This paper studies the train routing problem in single-source single-sink networks under minimum headway constraints, aiming to minimize the makespan—the latest arrival time among all trains. We establish that optimal solutions necessarily group trains into “convoys”—synchronized batches traversing identical paths—enabling reformulation as a min–max disjoint path problem. Leveraging this structural insight, we introduce a novel analytical framework based on series–parallel graph decomposition and its associated decomposition tree. Within this framework, we design a greedy composition strategy and develop a logarithmic-factor approximation algorithm for series–parallel graphs.

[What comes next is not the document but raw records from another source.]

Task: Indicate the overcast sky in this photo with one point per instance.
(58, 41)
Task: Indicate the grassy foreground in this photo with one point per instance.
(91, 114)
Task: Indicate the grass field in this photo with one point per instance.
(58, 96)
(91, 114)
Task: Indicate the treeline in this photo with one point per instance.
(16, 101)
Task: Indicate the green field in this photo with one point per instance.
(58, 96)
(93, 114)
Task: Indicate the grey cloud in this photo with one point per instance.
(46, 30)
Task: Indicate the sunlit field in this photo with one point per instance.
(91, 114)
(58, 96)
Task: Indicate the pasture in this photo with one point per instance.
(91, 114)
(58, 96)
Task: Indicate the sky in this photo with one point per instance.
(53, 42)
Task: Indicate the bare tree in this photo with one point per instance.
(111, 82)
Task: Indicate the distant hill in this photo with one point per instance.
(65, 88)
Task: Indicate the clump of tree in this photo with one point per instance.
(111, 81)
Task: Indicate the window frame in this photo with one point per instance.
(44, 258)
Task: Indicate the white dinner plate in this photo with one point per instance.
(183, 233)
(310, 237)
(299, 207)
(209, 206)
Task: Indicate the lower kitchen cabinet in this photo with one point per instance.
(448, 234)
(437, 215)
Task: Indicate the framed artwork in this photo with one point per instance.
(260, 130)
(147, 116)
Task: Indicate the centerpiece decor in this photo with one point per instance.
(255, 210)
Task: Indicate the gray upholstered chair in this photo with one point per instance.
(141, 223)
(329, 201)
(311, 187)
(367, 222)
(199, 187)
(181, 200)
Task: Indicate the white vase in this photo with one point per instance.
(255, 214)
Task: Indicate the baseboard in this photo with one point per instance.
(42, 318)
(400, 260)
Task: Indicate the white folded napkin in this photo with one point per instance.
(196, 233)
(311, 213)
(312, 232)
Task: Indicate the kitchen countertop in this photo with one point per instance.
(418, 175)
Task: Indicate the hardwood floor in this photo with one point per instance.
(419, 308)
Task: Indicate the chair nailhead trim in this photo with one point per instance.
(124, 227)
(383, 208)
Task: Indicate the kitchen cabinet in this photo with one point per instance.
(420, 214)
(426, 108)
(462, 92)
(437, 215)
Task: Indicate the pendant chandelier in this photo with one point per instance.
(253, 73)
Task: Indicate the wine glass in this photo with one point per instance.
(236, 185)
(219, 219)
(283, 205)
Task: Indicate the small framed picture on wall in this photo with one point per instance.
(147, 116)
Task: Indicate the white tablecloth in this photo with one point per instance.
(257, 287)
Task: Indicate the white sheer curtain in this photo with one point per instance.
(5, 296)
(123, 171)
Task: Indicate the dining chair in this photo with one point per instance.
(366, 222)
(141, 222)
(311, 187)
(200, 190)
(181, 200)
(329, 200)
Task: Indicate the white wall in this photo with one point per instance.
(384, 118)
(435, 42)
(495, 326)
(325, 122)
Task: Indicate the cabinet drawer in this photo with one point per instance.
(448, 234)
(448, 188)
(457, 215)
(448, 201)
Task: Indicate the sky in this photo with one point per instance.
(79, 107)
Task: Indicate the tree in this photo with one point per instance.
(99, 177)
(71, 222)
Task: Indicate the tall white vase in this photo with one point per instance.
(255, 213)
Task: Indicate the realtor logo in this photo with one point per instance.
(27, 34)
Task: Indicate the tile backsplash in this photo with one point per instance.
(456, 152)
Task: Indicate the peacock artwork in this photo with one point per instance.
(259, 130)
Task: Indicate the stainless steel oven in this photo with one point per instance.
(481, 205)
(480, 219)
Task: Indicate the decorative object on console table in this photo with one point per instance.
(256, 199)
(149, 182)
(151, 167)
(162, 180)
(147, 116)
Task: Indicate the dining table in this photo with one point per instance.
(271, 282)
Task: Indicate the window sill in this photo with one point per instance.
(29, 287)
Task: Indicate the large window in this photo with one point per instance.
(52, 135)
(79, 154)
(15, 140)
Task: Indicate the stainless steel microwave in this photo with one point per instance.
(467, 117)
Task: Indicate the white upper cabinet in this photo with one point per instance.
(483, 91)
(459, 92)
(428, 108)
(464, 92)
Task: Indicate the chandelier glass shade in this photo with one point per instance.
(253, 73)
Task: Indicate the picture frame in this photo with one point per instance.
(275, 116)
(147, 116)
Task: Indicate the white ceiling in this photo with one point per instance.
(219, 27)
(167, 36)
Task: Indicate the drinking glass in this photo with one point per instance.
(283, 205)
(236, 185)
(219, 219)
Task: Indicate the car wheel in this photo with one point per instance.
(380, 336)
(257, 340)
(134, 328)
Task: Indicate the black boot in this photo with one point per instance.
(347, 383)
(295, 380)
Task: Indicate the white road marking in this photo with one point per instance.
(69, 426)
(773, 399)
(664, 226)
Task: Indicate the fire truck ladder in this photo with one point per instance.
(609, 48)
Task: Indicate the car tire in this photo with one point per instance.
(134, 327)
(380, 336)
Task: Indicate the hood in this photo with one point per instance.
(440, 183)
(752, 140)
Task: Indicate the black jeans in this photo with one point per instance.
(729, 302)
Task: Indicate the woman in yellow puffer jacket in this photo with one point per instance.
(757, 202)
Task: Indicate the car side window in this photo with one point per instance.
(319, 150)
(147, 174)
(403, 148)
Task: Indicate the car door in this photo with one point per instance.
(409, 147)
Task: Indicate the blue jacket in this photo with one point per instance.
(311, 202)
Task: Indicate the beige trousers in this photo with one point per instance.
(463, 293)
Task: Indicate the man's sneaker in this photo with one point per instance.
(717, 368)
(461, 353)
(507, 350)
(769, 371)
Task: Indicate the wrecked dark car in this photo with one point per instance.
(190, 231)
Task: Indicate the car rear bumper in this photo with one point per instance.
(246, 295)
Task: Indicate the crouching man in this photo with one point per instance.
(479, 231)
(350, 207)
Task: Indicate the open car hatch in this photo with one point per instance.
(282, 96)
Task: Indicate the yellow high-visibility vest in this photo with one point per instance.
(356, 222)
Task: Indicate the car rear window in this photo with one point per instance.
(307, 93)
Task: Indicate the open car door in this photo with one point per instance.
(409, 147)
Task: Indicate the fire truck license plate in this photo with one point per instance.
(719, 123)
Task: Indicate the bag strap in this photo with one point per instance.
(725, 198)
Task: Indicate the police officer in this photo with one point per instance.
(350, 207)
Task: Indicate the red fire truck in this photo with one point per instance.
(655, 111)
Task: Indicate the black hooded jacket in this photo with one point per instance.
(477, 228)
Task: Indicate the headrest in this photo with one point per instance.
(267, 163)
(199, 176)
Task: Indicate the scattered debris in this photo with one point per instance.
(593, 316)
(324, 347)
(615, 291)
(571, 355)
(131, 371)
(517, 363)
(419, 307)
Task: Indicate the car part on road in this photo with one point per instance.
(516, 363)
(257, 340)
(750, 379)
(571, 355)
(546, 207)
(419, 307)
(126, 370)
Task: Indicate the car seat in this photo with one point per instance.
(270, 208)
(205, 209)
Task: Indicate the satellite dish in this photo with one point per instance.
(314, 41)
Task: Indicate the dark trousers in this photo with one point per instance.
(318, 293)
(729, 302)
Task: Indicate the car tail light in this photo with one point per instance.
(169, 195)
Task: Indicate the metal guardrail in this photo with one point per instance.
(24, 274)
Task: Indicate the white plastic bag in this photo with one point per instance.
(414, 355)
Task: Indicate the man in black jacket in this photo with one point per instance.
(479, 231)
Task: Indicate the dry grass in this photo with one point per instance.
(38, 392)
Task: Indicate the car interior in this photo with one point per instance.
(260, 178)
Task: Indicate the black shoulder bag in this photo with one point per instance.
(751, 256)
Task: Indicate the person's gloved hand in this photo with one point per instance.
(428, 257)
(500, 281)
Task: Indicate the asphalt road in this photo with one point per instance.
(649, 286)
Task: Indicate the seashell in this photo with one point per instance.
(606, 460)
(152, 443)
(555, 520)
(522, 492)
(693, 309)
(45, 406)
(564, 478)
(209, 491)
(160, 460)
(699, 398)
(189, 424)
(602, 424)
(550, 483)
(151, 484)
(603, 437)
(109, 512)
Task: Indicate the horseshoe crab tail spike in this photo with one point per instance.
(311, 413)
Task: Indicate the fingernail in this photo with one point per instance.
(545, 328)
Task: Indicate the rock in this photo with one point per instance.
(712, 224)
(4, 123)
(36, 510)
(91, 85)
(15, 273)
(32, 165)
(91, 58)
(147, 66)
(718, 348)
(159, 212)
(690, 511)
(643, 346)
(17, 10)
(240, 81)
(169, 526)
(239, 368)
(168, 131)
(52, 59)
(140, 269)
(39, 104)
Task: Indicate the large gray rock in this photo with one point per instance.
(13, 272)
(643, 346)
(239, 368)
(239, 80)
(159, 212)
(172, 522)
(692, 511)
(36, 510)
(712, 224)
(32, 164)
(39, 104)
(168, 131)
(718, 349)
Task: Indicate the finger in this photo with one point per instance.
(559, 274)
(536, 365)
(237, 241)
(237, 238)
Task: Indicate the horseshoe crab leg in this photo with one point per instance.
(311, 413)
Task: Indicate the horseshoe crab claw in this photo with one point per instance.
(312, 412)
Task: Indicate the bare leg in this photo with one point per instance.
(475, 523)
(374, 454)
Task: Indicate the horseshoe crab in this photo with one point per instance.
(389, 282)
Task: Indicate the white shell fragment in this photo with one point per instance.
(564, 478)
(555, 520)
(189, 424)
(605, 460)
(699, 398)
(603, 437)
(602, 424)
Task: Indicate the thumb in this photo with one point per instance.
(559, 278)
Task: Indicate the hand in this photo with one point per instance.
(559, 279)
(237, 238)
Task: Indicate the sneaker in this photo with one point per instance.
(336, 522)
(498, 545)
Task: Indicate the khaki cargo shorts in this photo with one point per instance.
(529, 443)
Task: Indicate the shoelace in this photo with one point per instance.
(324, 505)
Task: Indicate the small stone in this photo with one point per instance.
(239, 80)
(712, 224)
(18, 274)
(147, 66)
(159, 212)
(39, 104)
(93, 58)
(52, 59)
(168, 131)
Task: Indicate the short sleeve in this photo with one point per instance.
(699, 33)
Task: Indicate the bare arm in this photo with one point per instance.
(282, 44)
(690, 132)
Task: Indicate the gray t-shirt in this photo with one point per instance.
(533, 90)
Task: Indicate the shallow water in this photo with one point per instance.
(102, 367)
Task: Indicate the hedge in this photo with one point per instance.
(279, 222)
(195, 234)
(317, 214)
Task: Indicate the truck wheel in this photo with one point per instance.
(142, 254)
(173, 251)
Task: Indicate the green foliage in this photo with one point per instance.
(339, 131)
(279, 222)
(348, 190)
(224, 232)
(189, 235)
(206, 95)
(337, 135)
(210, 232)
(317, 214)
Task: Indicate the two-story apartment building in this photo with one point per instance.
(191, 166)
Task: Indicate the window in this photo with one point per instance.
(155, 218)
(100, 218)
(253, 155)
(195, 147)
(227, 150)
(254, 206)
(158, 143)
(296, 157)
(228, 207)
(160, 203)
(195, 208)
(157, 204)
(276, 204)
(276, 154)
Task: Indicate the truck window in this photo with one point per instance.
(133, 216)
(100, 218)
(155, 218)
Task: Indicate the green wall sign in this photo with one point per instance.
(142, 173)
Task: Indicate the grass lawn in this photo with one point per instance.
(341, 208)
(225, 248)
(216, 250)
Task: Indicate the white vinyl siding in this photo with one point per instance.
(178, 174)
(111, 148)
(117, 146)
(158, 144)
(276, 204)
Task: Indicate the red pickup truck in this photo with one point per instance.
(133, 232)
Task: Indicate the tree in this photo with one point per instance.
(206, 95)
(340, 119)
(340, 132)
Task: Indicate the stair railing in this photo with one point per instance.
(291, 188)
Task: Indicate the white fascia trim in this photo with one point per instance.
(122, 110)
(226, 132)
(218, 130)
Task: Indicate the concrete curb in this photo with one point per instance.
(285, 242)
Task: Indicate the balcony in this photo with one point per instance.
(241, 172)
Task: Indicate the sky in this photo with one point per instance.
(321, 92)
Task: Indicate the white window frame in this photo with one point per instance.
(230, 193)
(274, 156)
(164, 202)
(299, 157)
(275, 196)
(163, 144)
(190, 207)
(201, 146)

Further, by exploiting the alternating depth of the decomposition tree, we refine the approximation ratio, achieving the best-known theoretical guarantee to date. This work is the first to rigorously couple convoy structure with path optimization, substantially advancing the theory of time-constrained train scheduling.

In train routing, the headway is the minimum distance that must be maintained between successive trains for safety and robustness. We introduce a model for train routing that requires a fixed headway to be maintained between trains, and study the problem of minimizing the makespan, i.e., the arrival time of the last train, in a single-source single-sink network. For this problem, we first show that there exists an optimal solution where trains move in convoys, that is, the optimal paths for any two trains are either the same or are arc-disjoint. Via this insight, we are able to reduce the approximability of our train routing problem to that of the min-max disjoint paths problem, which asks for a collection of disjoint paths where the maximum length of any path in the collection is as small as possible. While min-max disjoint paths inherits a strong inapproximability result on directed acyclic graphs from the multi-level bottleneck assignment problem, we show that a natural greedy composition approach yields a logarithmic approximation in the number of disjoint paths for series-parallel graphs. We also present an alternative analysis of this approach that yields a guarantee depending on how often the decomposition tree of the series-parallel graph alternates between series and parallel compositions on any root-leaf path.